Jika orang kaya dan orang miskin tadi sama dalam taqwa, maka berarti mereka
sama derajatnya.” (Badai’ul Fawaidh, 3/683). Itu pula yang dikatakan oleh
Syaikhul Islam Ibnu Taimiyah dalam kitab beliau Al Furqon hal. 67.
Ibnul
Qoyyim rahimahullah mengatakan, “Menurut para peneliti dan ahli ilmu bahwa
keutamaan di antara orang kaya dan orang miskin tidak kembali pada miskin atau
pun kayanya. Namun itu semua kembali pada amalan, keadaan, dan hakikatnya. …
Keutamaan di antara keduanya di sisi Allah dilihat dari ketakwan, hakikat iman,
bukan dilihat dari miskin atau kayanya. Karena Allah Ta’ala berfirman,
إِنَّ أَكْرَمَكُمْ عِنْدَ اللَّهِ أَتْقَاكُمْ
“Sesungguhnya
orang yang paling mulia diantara kamu disisi Allah ialah orang yang paling
taqwa diantara kamu.” (QS. Al Hujurat: 13)
Dalam
ayat ini, Allah tidak mengatakan bahwa yang paling mulia adalah yang
paling kaya di antara kalian atau yang paling miskin di antara kalian.”
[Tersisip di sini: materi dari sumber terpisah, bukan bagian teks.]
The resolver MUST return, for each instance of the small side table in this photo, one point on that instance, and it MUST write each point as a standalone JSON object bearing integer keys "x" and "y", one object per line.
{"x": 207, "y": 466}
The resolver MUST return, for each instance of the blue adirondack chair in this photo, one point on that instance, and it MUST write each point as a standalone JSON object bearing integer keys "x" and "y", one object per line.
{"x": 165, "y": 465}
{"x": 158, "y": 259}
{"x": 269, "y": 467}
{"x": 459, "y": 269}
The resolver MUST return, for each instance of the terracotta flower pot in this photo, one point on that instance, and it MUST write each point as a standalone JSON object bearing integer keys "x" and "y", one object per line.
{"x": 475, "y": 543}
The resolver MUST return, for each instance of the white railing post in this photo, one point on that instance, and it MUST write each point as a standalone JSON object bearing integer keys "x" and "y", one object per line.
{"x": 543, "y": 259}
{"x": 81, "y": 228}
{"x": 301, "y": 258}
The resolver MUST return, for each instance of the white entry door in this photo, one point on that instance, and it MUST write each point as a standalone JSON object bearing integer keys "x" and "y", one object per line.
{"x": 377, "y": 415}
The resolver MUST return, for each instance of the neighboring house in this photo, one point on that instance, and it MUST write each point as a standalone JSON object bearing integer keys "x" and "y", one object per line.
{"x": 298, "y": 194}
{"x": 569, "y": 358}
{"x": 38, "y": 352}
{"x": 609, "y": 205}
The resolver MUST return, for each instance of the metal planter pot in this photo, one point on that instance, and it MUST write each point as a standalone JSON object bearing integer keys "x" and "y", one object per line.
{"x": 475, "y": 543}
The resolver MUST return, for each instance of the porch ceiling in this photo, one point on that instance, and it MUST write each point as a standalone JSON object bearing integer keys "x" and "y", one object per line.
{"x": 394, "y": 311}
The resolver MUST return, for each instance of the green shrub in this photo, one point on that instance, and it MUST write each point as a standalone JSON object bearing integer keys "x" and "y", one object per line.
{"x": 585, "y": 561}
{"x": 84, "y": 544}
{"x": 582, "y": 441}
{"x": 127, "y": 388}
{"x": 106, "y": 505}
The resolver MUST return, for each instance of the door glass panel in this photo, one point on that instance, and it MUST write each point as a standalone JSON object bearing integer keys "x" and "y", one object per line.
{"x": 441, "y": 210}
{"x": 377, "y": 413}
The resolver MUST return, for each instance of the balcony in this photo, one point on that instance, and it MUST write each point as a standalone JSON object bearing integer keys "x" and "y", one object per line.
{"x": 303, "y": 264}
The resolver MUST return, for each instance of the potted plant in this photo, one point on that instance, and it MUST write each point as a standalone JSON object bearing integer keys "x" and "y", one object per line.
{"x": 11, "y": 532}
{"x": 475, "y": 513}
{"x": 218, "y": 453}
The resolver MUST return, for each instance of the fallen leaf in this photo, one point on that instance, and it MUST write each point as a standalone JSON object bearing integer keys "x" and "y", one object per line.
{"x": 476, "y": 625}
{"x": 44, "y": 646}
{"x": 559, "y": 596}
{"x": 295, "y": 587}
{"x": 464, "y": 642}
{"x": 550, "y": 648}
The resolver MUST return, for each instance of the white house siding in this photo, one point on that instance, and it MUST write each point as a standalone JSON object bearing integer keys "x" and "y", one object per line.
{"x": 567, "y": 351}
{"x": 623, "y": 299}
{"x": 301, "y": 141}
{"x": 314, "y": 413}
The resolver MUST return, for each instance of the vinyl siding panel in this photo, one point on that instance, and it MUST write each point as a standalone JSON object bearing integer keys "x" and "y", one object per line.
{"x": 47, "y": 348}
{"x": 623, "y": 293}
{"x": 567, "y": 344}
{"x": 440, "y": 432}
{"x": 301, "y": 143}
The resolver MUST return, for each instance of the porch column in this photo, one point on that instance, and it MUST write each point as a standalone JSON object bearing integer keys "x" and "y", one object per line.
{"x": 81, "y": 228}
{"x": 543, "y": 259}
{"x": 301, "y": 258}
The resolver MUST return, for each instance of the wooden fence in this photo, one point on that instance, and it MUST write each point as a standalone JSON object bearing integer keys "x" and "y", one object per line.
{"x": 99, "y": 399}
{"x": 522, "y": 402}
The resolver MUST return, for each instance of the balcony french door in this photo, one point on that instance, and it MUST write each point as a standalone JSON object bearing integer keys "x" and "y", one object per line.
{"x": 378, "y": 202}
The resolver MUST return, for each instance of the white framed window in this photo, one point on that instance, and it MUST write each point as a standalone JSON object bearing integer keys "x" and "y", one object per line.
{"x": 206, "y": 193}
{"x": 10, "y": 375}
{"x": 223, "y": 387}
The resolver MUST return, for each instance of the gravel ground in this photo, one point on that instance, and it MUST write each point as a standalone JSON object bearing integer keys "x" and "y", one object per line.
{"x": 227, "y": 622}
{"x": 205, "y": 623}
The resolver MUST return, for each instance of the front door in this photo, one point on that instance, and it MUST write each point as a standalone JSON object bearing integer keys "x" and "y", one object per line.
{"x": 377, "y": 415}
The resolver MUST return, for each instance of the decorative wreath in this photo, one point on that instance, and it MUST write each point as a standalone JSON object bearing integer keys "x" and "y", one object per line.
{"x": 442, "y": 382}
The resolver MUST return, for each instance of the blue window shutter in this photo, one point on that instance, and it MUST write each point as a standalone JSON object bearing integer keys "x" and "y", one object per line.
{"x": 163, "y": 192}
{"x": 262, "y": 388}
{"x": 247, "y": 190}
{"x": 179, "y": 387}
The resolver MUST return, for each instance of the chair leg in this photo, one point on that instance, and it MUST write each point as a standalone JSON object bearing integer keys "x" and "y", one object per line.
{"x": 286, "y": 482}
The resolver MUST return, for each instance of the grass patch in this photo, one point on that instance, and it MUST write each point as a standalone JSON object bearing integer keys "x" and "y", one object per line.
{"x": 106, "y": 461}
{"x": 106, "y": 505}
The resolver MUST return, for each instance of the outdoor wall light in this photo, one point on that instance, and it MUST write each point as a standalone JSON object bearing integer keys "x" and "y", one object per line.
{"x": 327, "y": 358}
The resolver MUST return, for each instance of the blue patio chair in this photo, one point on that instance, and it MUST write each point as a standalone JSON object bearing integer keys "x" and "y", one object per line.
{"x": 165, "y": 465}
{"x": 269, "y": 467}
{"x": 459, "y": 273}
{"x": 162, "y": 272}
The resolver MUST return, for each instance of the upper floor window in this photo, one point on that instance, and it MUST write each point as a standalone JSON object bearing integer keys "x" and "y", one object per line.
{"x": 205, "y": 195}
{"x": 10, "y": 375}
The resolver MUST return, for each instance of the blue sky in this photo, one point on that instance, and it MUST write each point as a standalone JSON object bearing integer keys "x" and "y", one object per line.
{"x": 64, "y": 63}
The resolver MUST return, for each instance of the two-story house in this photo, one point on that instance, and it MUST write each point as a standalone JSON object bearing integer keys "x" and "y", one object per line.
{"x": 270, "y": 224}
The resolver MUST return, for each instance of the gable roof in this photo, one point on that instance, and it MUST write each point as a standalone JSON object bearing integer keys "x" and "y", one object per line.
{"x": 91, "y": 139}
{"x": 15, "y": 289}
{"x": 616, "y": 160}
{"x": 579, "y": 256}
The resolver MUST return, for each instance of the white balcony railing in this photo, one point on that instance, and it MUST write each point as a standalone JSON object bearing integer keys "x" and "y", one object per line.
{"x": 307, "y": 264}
(Madarijus Salikin, 2/442)
Dalam
shohih Bukhari dan Muslim, terdapat riwayat dari Abu Hurairah, “Ada yang
mengatakan kepada Nabi shallallahu ‘alaihi wa sallam, “Wahai Rasulullah,
siapakah manusia yang paling mulia?” Beliau shallallahu ‘alaihi wa sallam
menjawab, “Yang paling bertakwa.”
Kemudian
mereka yang bertanya tadi berkata, “Bukan itu yang kami tanyakan.” Lalu Nabi
shallallahu ‘alaihi wa sallam mengatakan, “(Yang paling mulia adalah) Yusuf,
Nabi Allah. Dia anak dari Nabi Allah (Ya’qub). Dia cucu dari Nabi Allah
(Ishaq). Dan dia adalah keturunan kekasih Allah (Ibrahim).”
Kemudian
mereka yang bertanya tadi berkata, “Bukan itu yang kami tanyakan.” Lalu Nabi
shallallahu ‘alaihi wa sallam mengatakan, “Apakah mengenai barang tambang Arab
yang kalian tanyakan? (Manusia adalah barang tambang), yang paling baik di
antara mereka di masa Jahiliyah adalah yang paling baik di antara mereka di
masa Islam, namun jika mereka memiliki ilmu.”
Semoga
Allah memberi kita sifat taqwa, sifat ‘afaf (yang selalu menjauhkan diri dari
hal-hal yang tidak baik) dan memberikan kita sifat ghina (merasa cukup dari apa
yang ada di hadapan manusia). Shalawat dan salam kepada Nabi Muhammad, keluarga
dan sahabatnya.
Rujukan:
- Al Furqon Baina Awliya’ir Rohman wa Awliya’isy Syaithon, Syaikhul Islam Ibnu Taimiyah, Maktabah Ar Rusyd
- Badai’ul Fawaidh, Ibnu Qoyyim Al Jauziyah, Asy Syamilah
- 3. Madarijus Salikin, Ibnu Qoyyim Al Jauziyah, Asy Syamilah
0 komentar
Silahkan Beri Komentar Saudara...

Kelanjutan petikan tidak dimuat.